I have a new EC-Council course available via their CodeRed platform. The name of the course is Securing a Data Warehouse in Azure Synapse Analytics and it provides a rather detailed overview of security functionality in the product.
The impetus behind this course is that Azure Synapse Analytics is a huge platform, and when it comes to security, you need to think about:
- Who gets what access to the underlying resources (like data lake storage)?
- Who gets what access to the Synapse workspace?
- Who can create and destroy dedicated SQL pools and Spark pools?
- Who gets what access to data in dedicated SQL pools, Spark pools, and the serverless SQL pool?
- How do we prevent unauthorized access to resources?
- How do we deploy resources without the general public being able to access them?
- How do we securely collect information from external sources like Azure SQL Database, Cosmos DB, and on-premises servers?
- How do we ensure business continuity: disaster recovery and high availability?
That’s page one of 50 for a security review… My goal in this course is to provide an 80-40 solution for Azure Synapse Analytics security.
An 80-40 Solution?
There are two key variables in creating a training program: breadth and depth. There are also implicit and explicit constraints for solutions. As an example of an explicit constraint, the EC-Council requested that I not record a video longer than 15 minutes, as they’ve found that number to be about the maximum timespan before a person loses interest. Certain groups also have constraints on how they’d like a program to be structured: so many videos in a module, how we structure modules (e.g., two lessons in a chapter or three modules in a section), and the scope of a course.

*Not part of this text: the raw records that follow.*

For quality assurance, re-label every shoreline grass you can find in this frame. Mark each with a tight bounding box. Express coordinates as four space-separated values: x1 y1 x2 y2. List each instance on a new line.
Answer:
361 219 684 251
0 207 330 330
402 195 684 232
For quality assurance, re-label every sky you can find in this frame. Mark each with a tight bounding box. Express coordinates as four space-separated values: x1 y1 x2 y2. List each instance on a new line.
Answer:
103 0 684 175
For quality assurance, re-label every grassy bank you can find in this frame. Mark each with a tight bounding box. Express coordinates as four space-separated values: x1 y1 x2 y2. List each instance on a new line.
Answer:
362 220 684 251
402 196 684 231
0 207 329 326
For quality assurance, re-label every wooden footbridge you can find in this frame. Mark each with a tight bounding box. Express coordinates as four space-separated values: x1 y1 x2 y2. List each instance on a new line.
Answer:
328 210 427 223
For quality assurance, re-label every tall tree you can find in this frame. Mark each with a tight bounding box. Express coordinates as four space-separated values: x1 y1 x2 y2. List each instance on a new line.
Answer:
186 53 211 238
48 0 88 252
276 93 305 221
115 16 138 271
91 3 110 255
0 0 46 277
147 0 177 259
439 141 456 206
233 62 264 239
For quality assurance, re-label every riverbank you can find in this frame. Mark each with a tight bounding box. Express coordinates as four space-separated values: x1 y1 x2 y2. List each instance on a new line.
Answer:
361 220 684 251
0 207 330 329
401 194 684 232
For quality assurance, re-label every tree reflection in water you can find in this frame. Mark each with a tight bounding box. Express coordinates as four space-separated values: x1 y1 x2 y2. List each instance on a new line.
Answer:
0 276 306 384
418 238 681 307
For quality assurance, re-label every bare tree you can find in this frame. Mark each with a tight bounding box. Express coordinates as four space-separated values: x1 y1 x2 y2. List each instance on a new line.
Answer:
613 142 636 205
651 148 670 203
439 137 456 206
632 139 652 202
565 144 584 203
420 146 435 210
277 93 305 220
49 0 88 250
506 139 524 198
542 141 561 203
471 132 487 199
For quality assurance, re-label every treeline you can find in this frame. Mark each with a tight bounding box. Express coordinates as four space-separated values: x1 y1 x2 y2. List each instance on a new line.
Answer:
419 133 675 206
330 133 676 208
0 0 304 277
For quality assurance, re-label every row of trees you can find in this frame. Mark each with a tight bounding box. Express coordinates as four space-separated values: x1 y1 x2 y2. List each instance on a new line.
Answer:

When it comes to implicit constraints, these aren’t things you necessarily say out loud but they’re lurking behind the scenes. For example, a training course will often be 4-8 hours long, as the time and energy needed to create a 50-hour course way surpasses the return on investment in most cases. Similarly, we often cover the most significant cases in a training course, only sometimes touching on edge cases when they’re relevant. That can be frustrating if you get caught in an edge case, but the instructor may not know about or be able to fit in every possible failure scenario and how to extricate yourself from it.
With those constraints in mind, we have to decide on just how much breadth and how much depth we want to cover in the course. There is a natural trade-off between breadth and depth, and choosing to focus on one is at the exclusion of the other. This is a necessary fact of life, as we rarely encounter 100-100 solutions, in which we cover the entire breadth of a topic as well as all of the possible depth of a topic. That’s because we typically have a fixed amount of time, such as 4 hours for an online course or one semester of meeting for an hour twice a week at a college. And even if you think something is exhaustive of a topic, there are “neighboring” topics of interest. When it comes to security on a platform, even if you enumerate every possible setting of an application, you then have any external interfaces, interaction with user access controls, networking information, backup and recovery, and so much more.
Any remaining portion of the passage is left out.